The question however asks us for a mass of (–)-drimenol and so the final step of the calculation has to be to convert this number of moles of drimenol into a mass. Using the molecular formula of (–)-drimenol of C15H26O given in the question, we can calculate the molar mass of (–)-drimenol to be 222.358 g mol–1. Therefore using the equation, mass = moles × molar mass, we can calculate the mass of (–)-drimenol needed for the annual production of Ambrox® of 10 tonnes to be 37,825,097 g or 37.82 tonnes. Again we must give our final answer to the same degree of accuracy as the least accurate number in our calculation, and hence the mass of (–)-drimenol needed to produce 10 tonnes of Ambrox® is 38 tonnes.
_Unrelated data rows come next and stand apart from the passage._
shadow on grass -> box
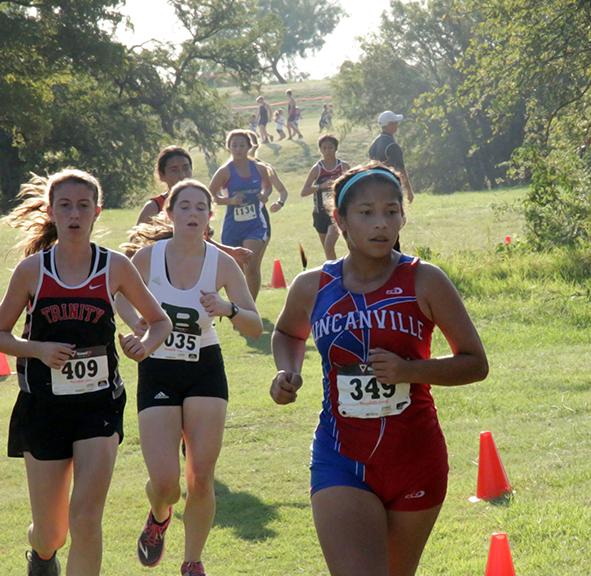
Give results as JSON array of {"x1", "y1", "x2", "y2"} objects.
[
  {"x1": 215, "y1": 480, "x2": 279, "y2": 541},
  {"x1": 293, "y1": 140, "x2": 312, "y2": 162},
  {"x1": 264, "y1": 142, "x2": 281, "y2": 156},
  {"x1": 244, "y1": 318, "x2": 315, "y2": 354}
]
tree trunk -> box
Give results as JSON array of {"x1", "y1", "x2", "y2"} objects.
[
  {"x1": 0, "y1": 130, "x2": 25, "y2": 211},
  {"x1": 271, "y1": 59, "x2": 287, "y2": 84}
]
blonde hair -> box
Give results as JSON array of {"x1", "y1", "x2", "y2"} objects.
[
  {"x1": 2, "y1": 168, "x2": 103, "y2": 256},
  {"x1": 121, "y1": 178, "x2": 213, "y2": 258}
]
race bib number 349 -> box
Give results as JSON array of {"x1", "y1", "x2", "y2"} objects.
[
  {"x1": 337, "y1": 364, "x2": 410, "y2": 418},
  {"x1": 51, "y1": 346, "x2": 109, "y2": 396}
]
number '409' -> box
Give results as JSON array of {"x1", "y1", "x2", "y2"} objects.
[{"x1": 62, "y1": 359, "x2": 98, "y2": 380}]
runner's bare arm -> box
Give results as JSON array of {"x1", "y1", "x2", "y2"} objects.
[
  {"x1": 0, "y1": 254, "x2": 74, "y2": 368},
  {"x1": 368, "y1": 262, "x2": 488, "y2": 386},
  {"x1": 300, "y1": 164, "x2": 320, "y2": 197},
  {"x1": 206, "y1": 253, "x2": 263, "y2": 338},
  {"x1": 111, "y1": 253, "x2": 172, "y2": 361}
]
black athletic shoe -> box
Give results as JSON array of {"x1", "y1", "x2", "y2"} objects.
[
  {"x1": 25, "y1": 550, "x2": 62, "y2": 576},
  {"x1": 137, "y1": 508, "x2": 172, "y2": 567}
]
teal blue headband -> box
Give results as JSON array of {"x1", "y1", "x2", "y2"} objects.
[{"x1": 337, "y1": 169, "x2": 400, "y2": 208}]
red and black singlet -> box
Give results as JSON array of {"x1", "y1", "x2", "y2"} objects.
[{"x1": 17, "y1": 244, "x2": 123, "y2": 402}]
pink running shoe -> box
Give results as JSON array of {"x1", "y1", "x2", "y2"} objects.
[
  {"x1": 181, "y1": 562, "x2": 207, "y2": 576},
  {"x1": 137, "y1": 507, "x2": 172, "y2": 567}
]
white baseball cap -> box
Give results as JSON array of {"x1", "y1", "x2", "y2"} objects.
[{"x1": 378, "y1": 110, "x2": 404, "y2": 126}]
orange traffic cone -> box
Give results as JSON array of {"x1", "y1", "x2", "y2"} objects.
[
  {"x1": 470, "y1": 432, "x2": 511, "y2": 502},
  {"x1": 484, "y1": 532, "x2": 515, "y2": 576},
  {"x1": 0, "y1": 352, "x2": 12, "y2": 378},
  {"x1": 271, "y1": 258, "x2": 287, "y2": 288}
]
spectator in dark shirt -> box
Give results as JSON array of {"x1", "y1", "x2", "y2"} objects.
[{"x1": 369, "y1": 110, "x2": 414, "y2": 203}]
Notice that it is best to carry intermediate numbers through as much as possible on your calculator and then only give the final answer to the correct number of significant figures.
In the final part of the question, part (3) you are told that bark of the Drimys winteri tree contains 0.5% by mass of (–)-drimenol and asked to calculate the mass of bark that would be needed if all of the commercially synthesised Ambrox® was made using this method. In part (2), we calculated that the mass of (–)-drimenol needed was 38 tonnes. This 38 tonnes is therefore 0.5% of the mass of bark needed. Therefore the mass of tree bark needed can be calculated to be 7,565 tonnes or 7,600 tonnes to 2 significant figures.